Today has been a big day for Hudson in the sense that he’s been bugged a lot. They are currently putting in a central venus line which is also going to be used for the Cath they plan to do to figure out what will need to be done surgically for him. I had to step out because I can’t handle all the pokes they give him even though he is sedated and supposedly doesn’t feel anything, I hate it. Every time they do some procedure as putting in a line, they sedate him even more and paralyze him so he doens’t move. I can’t handle all the drugs that are being pumped in him, some seem so unnecessary, but they give them as precautions UGHH!!! it’s so frustrating and he’s so little, how does he put up with all of this, only by the grace of God, it’s painful for me as a mother watching my little angel be poked around and bruised, I almost want sedation myself so I dont’ feel any emotion. I am glad Chris is here with me because he’s the stronger one in that sense and he’s the one that speaks up for both of us, even though I have learned to advocate for my son’s well being pretty well, I still need the additional support from him. He is in there with him while they attempt for the second time to put in the central venus line, it is almost like a surgical procedure. Yesterday we didn’t leave his bedside until around midnight just because Chris was having a friendly discussion (debating) with the Dr’s on what he thinks is best for our son and I totally agree with him which is to back off on the drugs instead of adding new ones, and start to ween him of them. Needless to say I don’t know if we are in their favourite books because we ask so many q’s and have too many opinions, but he’s our son. Some Dr’s are amazing and you can tell they genuinely feel compassion , others not so much. As a mom, I care about the little things when the nurses take the time to make him comfortable and not with drugs but just a simple rubbing his forehead or putting some vaseline on his little lips so they don’t crack, putting warm blankies on his little feet that tend to be cold because of his circulation.
Anyways, considering how we went from almost being home to getting air ambulanced here, we are thankful the Dr’s made the decision to send us here, because hands down this team is amazing and full of knowledge when it comes to Hudson’s heart condition.
We have managed to get a room at the Ronald Mcdonald house again and everyone has been incredibly helpful. There is still some familes that we met from the first time we stayed there which is nice to see, but at same time it’s hard because we know they are either still waiting for a transplant or still have child in hospital and so on.
Hopefully, we will get more concrete answers once they have their teleconference with the Vancouver team.
We continue to hold onto Jeremiah 29:11
“For I know the plans I have for you declares the Lord, plans to prosper you and not to harm you, plans to give you HOPE and a FUTURE”

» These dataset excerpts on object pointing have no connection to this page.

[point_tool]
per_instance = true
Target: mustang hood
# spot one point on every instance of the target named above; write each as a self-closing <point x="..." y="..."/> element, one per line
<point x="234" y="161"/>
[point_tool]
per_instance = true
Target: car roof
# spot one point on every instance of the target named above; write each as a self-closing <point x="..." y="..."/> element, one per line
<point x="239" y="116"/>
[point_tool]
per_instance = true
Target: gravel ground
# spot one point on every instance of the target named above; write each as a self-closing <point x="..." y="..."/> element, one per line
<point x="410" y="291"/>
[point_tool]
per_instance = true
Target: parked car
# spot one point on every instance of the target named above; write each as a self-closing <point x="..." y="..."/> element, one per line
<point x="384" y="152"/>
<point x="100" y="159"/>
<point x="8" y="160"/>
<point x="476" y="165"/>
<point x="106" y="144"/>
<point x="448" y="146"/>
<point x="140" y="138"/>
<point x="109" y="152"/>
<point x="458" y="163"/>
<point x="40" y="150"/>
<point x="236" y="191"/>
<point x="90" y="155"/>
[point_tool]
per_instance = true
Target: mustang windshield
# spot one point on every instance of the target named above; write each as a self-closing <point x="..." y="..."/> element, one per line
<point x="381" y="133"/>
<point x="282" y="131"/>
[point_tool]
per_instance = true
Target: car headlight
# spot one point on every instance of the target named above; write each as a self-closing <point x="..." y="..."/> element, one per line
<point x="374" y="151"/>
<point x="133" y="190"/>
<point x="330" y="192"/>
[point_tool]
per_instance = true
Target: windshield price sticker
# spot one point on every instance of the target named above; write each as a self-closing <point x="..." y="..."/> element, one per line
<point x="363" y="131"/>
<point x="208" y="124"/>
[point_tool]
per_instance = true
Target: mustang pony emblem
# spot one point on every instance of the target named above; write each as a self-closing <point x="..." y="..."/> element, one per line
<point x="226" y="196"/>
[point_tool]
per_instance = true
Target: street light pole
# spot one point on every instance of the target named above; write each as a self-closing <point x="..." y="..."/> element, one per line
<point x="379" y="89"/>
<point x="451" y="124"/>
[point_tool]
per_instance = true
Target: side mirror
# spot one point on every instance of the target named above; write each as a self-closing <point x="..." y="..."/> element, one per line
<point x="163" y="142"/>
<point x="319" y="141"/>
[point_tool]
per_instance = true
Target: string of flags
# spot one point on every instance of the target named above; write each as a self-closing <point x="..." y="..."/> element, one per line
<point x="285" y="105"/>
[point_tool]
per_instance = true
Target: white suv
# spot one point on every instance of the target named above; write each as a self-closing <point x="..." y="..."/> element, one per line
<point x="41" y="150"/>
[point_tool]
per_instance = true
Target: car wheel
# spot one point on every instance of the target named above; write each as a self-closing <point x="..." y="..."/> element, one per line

We know God has amazing plans for Hudson and a great future ahead of him. I am being patient and waiting for the time where I can hold him again.
–Gabby
I am in tears right now Gaby! I have not words right now…. my heart is breaking for you and your family. I all I can do is pray really hard and ask my mom to watch over him for you. My love goes out to you and your family!
Chris, I know you are Gaby’s Rock and it Can be hard. If you need anyone to talk to My hubby Jamie would love to be there for you anytime! And so would I.
All good thoughts and prayers coming your way!
Love Nancy, Jamie and Little Hailey.